First, according to the guidance, failing to use a person’s preferred name, pronoun (including the made-up pronouns ze and hir), or title, regardless of the person’s sex, anatomy, gender, or appearance, would be discriminatory.  The Commission recommends that, in order to avoid violations, employers establish a “a policy of asking everyone what their preferred gender pronoun is so that no individual is singled out for such questions and by updating their systems to allow all individuals to self-identify their names and genders.”

Second, the NYCHRL requires that individuals be permitted to use single-sex facilities (such as restrooms) and programs consistent with their gender identity or expression.  Thus, it would be unlawful to prohibit a transgendered woman from using the women’s bathroom.  The Commission’s guidance recommends that employers “should create policies to ensure that all individuals are allowed to access the single-sex facility consistent with their gender identity or expression” and then train their employees and managers on their obligation under the NYCHRL “to provide non­discriminatory access to single-sex facilities including for transgender and gender non-conforming people.”
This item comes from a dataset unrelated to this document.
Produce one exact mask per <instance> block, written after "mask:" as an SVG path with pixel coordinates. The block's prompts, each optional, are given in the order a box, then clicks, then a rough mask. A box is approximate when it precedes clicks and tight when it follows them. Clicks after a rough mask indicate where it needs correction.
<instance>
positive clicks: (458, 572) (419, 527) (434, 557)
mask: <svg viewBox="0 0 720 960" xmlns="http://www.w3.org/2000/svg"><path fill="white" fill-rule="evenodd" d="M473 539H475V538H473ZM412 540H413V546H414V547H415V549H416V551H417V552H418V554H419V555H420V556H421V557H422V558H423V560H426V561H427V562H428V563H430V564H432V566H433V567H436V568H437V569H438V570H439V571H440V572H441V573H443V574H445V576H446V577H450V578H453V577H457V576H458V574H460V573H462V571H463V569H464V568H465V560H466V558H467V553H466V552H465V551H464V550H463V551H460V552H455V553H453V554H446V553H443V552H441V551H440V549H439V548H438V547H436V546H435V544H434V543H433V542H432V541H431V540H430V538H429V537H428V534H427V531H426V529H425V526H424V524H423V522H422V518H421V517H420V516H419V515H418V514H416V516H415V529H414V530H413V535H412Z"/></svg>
Third, the Commission states that employers “may not require dress codes or uniforms, or apply grooming or appearance standards, that impose different requirements for individuals based on sex or gender.”  The guidance notes this is different from what is permitted under federal law and that the NYCHRL provides greater protection to individuals in this regard.  Indeed, under the NYCHRL, “the fact that the grooming standard or dress code differentiates based on gender is sufficient for it to be considered discriminatory, even if perceived by some as harmless.  Holding individuals to different grooming or uniform standards based on gender serves no legitimate non-discriminatory purpose.”  While employers may still impose a dress code or grooming or appearance standards, the requirements cannot be gender- or sex-specific.  This means that “requiring employees of one gender to wear a uniform specific to that gender,” or “permitting only individuals who identify as women to wear jewelry or requiring only individuals who identify as male to have short hair,” would be discriminatory under the NYCHRL.    

Finally, the guidance addresses other areas of potential harassment and discrimination – noting that it is unlawful gender discrimination under the NYCHRL to discriminate against an individual for failing to conform to sex stereotypes, to provide employee benefits on the basis of gender, and to consider gender when evaluating whether to provide an employee with a requested accommodation. 

The Commission reminds employers that a violation of the prohibition against gender identity discrimination can subject employers to civil penalties up to $125,000 for violations and up to $250,000 for willful violations.